LG Electronics was using mostly Chinese companies for the majority of the batteries that powers its smartphones this year, TheElec confirmed Tuesday.
It has used Amperex Technology Limited (ATL) and BYD before but has recently added Lishen Battery as a vendor, sources within the company said.
China-made batteries were also mostly used for low- to mid-tier models before but LG was now using them for high-tier models such as LG V50 ThinQ and LG Velvet, they said.
This was due to LG's cost-cutting efforts as well as the Korean company’s expanded use of Chinese original design makers (ODM) for the contract production of some models. LG Electronics currently uses Chinese companies Wingtech, Huaqin, Longcheer and CNCE as ODMs. Using China-made batteries are more convenient for these companies.

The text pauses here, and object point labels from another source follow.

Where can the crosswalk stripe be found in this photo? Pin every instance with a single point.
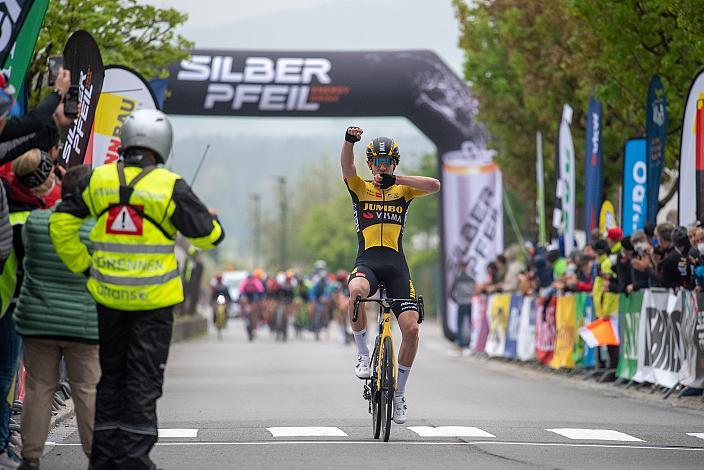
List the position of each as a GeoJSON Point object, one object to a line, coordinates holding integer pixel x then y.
{"type": "Point", "coordinates": [595, 434]}
{"type": "Point", "coordinates": [309, 431]}
{"type": "Point", "coordinates": [178, 432]}
{"type": "Point", "coordinates": [449, 431]}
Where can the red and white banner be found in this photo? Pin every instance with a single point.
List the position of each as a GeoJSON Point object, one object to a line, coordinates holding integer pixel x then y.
{"type": "Point", "coordinates": [124, 91]}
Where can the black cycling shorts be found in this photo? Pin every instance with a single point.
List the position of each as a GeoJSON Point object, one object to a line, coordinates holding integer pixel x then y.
{"type": "Point", "coordinates": [393, 274]}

LG Electronics has previously preferred South Korean vendors such as Bosung Electronics for battery-related processes. These companies would handle processes such as adding protecting circuit on batteries.
In the pat, even when LG Electronics wasn’t using battery cells from sister company LG Chem, it would give other related processes to local vendors.

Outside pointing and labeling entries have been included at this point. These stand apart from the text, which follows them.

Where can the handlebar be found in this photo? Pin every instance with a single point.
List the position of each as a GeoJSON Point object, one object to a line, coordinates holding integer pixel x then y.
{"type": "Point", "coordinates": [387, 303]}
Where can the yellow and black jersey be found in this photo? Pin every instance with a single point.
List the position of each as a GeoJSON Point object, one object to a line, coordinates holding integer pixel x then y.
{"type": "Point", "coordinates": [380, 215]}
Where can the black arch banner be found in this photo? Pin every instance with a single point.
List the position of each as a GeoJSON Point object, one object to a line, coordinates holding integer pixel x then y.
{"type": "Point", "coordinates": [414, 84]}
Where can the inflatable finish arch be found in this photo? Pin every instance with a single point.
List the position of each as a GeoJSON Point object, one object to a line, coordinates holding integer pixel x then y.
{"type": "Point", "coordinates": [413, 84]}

The wider use of Chinese vendors by LG Electronics have hurt LG Chem’s small-sized polymer business in recent years. According to market research firm B3, LG Chem’s market share in small-sized batteries declined to 19.5% in 2019 from 21.3% in 2018.
LG Chem has, in turn, secured Samsung Electronics’ mobile business as a client. It has been producing battery cells mostly for low- to mid-tier models but its goods has recently been selected for flagship models as well, starting with last year’s Galaxy S10. LG Chem has supplied batteries for Galaxy Note 10 and Galaxy S20, and is likely to be a supplier for the upcoming Galaxy Note 20.
LG Chem is also eyeing new Chinese clients. It formed a joint venture last year with Veken Technology in China to make polymer batteries for smart devices.